Nevertheless, there is a lot of chatter on the various groups about sudden changes in Google PageRank after submitting a Sitemap, with a lot of complaints about negative effects (presumably if people saw positive effects they'd be less likely to make noise about the fact). Some claim they even suffered complete delistings from Google results after Sitemaps submission. It's hard to know how much of this to credit because the Google Groups support forum for Sitemaps is more a hangout for search engine optimizers and other marketing professionals than for technicians of the web. I would recommend the Inside Google Sitemaps weblog as the most reliable source of evolving details about the program. Certainly submitting URLs to Google's or Yahoo's Sitemaps programs provides no guarantee of ranking for your pages, just a guarantee of inclusion into the index of pages for the web crawlers.
Google recently supplemented its Sitemaps program with some Google Mobile Sitemaps, which provides specializations for Mobile Web Search, Google's search engine focusing on sites for small-format mobile devices such as cell phones and PDAs.
In the following months I shall continue my exploration of the Agile Web.
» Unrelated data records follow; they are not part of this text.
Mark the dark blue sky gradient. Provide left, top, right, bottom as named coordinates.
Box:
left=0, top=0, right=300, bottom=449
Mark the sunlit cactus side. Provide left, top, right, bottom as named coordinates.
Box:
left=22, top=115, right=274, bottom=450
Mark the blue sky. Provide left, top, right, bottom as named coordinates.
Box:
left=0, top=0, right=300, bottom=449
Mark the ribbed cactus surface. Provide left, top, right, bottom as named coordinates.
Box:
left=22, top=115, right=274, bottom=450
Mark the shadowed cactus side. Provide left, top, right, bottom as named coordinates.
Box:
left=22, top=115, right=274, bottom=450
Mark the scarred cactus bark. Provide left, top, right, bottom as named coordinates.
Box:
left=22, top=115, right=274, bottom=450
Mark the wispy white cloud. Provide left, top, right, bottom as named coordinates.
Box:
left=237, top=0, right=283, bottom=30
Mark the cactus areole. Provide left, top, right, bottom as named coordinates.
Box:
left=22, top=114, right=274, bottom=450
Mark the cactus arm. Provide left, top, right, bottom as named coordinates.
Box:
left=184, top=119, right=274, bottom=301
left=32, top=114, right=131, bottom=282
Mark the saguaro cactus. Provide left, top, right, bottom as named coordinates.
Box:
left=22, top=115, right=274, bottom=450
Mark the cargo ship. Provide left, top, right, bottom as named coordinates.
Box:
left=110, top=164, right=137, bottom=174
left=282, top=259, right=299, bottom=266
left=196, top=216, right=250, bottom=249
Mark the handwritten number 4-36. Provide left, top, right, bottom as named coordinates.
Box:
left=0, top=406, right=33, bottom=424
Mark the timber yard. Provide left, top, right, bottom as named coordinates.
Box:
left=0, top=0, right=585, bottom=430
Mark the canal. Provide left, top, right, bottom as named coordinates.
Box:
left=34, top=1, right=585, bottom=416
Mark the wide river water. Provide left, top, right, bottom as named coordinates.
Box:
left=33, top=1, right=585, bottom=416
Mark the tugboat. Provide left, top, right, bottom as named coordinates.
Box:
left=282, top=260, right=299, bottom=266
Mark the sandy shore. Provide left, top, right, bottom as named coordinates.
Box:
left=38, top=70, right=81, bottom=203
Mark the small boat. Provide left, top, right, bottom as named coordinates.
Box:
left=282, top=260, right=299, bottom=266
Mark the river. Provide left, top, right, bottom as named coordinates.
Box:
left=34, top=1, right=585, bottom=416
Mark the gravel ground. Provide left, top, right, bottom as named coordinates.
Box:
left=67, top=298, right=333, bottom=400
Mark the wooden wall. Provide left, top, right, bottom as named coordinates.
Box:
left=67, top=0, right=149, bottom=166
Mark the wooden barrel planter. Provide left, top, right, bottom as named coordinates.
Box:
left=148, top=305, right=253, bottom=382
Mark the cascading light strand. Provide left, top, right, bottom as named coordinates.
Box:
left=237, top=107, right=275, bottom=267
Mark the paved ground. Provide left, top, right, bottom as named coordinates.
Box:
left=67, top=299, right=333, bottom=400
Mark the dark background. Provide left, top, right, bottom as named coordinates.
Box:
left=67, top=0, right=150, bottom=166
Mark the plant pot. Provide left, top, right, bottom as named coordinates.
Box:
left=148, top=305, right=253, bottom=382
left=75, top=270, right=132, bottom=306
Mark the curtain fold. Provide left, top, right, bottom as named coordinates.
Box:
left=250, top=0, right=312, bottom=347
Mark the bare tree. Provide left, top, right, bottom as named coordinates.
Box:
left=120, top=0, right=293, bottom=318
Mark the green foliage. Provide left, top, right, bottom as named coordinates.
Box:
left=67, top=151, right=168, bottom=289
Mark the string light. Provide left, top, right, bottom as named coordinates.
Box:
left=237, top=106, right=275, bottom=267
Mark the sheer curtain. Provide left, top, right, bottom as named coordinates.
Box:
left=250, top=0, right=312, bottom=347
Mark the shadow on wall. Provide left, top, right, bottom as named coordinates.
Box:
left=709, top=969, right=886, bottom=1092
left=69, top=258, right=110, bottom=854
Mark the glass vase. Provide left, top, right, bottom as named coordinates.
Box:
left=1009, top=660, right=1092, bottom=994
In Perspective on XML: What Is This "Agility"? I shared my thoughts on agile development tools and practices. My academic training (first Electrical/Electronic Engineering in Nigeria, and then a Computer Engineering program in the U.S. that was very close to its EEE roots) conditions me to have some caution regarding the quest for absolute agility. On the other hand, I'm a big fan of Python and XML, technologies that are, as I said earlier, oft-cited examples of an agile programming language and an agile data format. In this column I'll apply this tension towards the analysis of the technological forces that are shaping the next generation web.